The Xianghe case isn't an isolated incident. Yu Jianrong, an expert on civil unrest at the Chinese Academy of Social Sciences, wrote in 2010 that disputes over land were behind 65% of social disturbances in China's countryside.
That number could climb. China's local governments have spent the past three years amassing debt—10.7 trillion yuan according to a June estimate by the National Audit Office. Concerns are mounting about whether local governments can repay that debt. This month, local media reported that 85% of local-government borrowers in Liaoning, a province in North East China, didn't have sufficient revenue to make interest payments.
Why did the banks make so many loans to projects with little hope of repayment? One word: land. According to the National Audit Office, 2.5 trillion yuan of loans to local government—23% of the total—depend on sales of land for repayment. Some analysts say the real percentage is much higher.

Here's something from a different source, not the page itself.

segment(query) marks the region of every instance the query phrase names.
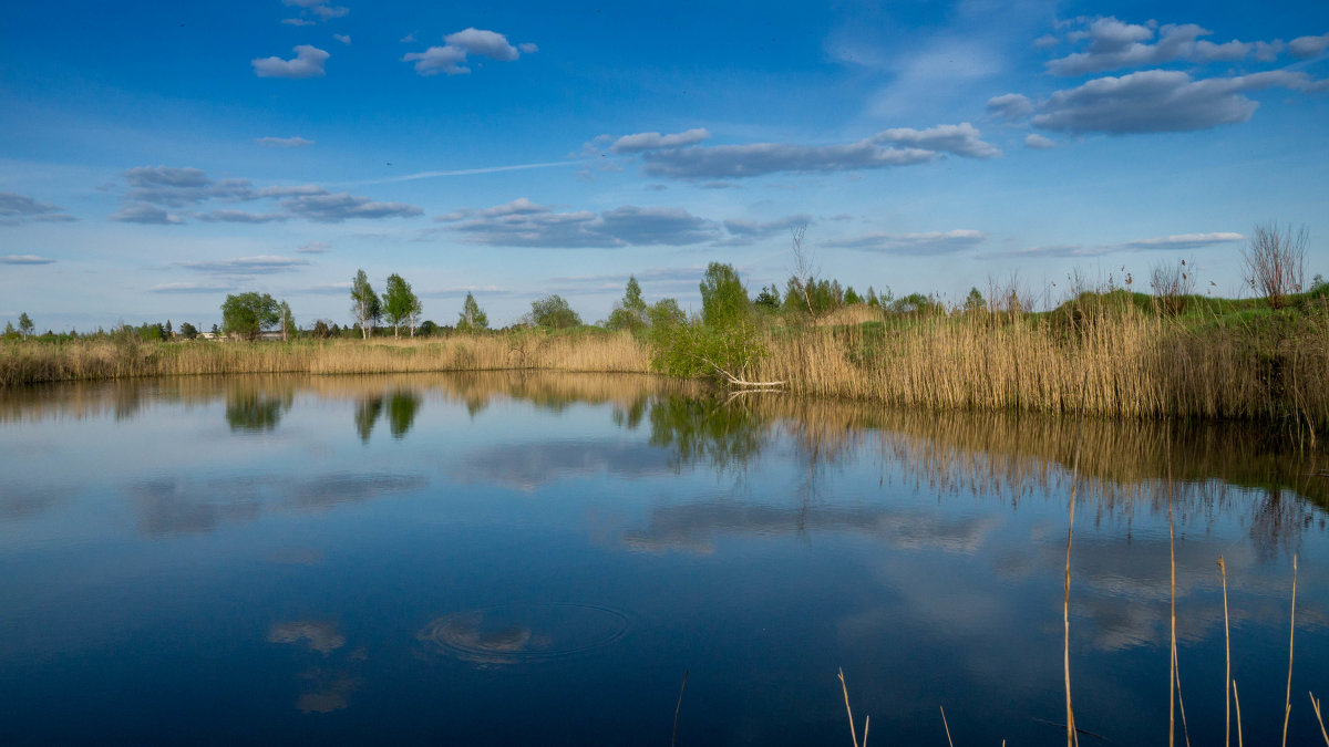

In 2010, China's local government raised 2.9 trillion yuan in revenue from land sales. Repaying debts will mean selling almost the same amount of land over again. If town halls want to continue paying for hospitals, schools, and other services, the implication is a massive increase in land sales. Even worse, as local governments bring more land to market to pay their debts, excess supply pushes prices down, and the area of land that has to be sold increases.
Not all the farmers about to be removed from their land or residents about to be turned out of their apartments will go quietly. With land grabs already the main cause of social instability, and inflation heightening the strain, China's government may not be able to repay its financial debts without breaking the social contract.
—Yang Jie in Shanghai contributed to this article.